New research has found that half of low-wage workers, those making $35,000 or less, are not confident that they will reach their long-term career goals. 

To that end, 67 percent of workers said that they have little or no opportunity to advance at their current positions, a goal that nearly half of those workers said was important to them. Sixty-nine percent of workers said they have never been promoted at their jobs.  

Not only are workers pessimistic about advancement opportunities, but they are also frustrated by their pay.  Forty-four percent of workers said their pay has stayed the same for the past five years, while 31 percent said their income has steadily increased.  As a result, 40 percent of low-wage workers who will be looking for a new job will do so to find better pay.
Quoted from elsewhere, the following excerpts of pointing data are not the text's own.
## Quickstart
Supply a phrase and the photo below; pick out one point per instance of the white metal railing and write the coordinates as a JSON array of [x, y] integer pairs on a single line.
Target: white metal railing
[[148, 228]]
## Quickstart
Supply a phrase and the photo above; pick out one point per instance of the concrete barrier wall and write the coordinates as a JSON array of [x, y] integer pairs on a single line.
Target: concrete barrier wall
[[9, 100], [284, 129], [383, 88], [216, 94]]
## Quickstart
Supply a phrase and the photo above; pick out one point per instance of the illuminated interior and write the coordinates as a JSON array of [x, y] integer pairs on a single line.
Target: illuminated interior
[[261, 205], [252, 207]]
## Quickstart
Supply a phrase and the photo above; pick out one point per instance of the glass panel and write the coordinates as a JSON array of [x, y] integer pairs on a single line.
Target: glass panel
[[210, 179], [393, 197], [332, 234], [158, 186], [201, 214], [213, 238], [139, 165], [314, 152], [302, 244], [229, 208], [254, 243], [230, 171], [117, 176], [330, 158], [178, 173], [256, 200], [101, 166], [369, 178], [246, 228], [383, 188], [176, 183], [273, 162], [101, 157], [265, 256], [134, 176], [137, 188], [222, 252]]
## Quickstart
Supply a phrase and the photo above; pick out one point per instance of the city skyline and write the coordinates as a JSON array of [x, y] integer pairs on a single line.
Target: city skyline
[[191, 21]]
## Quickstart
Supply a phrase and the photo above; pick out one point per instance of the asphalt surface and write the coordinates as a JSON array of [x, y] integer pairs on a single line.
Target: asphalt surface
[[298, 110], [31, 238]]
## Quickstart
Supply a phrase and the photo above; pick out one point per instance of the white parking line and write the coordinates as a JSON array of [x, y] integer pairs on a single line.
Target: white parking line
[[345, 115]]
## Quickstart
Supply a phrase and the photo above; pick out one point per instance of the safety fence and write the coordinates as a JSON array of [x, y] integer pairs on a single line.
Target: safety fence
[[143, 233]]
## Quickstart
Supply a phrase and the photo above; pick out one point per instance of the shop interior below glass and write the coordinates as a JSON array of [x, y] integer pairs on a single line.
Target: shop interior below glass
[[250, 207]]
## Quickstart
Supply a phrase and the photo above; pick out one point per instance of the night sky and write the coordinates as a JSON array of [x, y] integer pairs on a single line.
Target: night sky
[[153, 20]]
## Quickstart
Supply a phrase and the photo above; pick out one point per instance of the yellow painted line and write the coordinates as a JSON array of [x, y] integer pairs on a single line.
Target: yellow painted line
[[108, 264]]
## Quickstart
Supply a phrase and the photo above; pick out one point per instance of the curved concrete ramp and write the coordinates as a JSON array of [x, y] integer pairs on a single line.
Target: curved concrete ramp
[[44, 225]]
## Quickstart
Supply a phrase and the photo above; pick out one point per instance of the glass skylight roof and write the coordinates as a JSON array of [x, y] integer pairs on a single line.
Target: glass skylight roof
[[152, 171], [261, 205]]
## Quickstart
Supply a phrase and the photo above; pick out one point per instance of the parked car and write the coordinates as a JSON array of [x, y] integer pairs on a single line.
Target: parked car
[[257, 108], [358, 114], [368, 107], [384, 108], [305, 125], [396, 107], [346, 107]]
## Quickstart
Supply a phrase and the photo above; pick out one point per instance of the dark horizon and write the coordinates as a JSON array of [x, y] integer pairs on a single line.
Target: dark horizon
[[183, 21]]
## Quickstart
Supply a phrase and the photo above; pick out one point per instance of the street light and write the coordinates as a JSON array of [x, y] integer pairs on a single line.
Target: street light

Just 8 percent said they would seek a new job for the sake of better benefits, the next most-common reason.

Despite those feelings, a majority of low-wage workers said they are happy in their jobs. In fact, 74 percent of workers said they are very or somewhat satisfied with their current positions.  Additionally, 62 percent of workers said they feel valued by their employers, compared to just 37 percent who said employers treated them as if they could be easily replaced.

The uneven economic recovery provides a big reason for those responses. New research has found that half of the jobs lost during the Great Recession came from the middle class. However, the recent recovery has not benefited middle-class workers. In fact, just 2 percent of the jobs created in the recent recovery pay middle-class wages, while low-wage positions account for 70 percent of the post-recession job growth.

"During the Great Recession that began in 2008, about one-half of the U.S. jobs lost were middle-class positions, but only about 2 percent of the jobs gained in the recovery pay middle-class wages," said Trevor Tompson, director of the AP-NORC Center, which conducted the research.   

As a result, low-wage workers have lots of competition in their current positions from more qualified workers who are also looking for jobs. That competition has led to pessimism among many workers making $35,000 or less a year.  

However, several simple fixes could help such low-wage workers improve their long-term outlooks in a big way. Most significantly, better training and education would help them advance their careers. Additionally, government and employer-sponsored benefits programs can also make advancement easier.

"There is broad agreement that America needs a skilled workforce for 21st century jobs," said Tompson. "There is widespread disagreement about the policies and programs needed to build that workforce. These surveys of lower-wage workers and the employers of lower-wage workers bring important new information to that debate."

The research was based on the responses of more than 3,000 employers and employees between the ages of 18 and 74.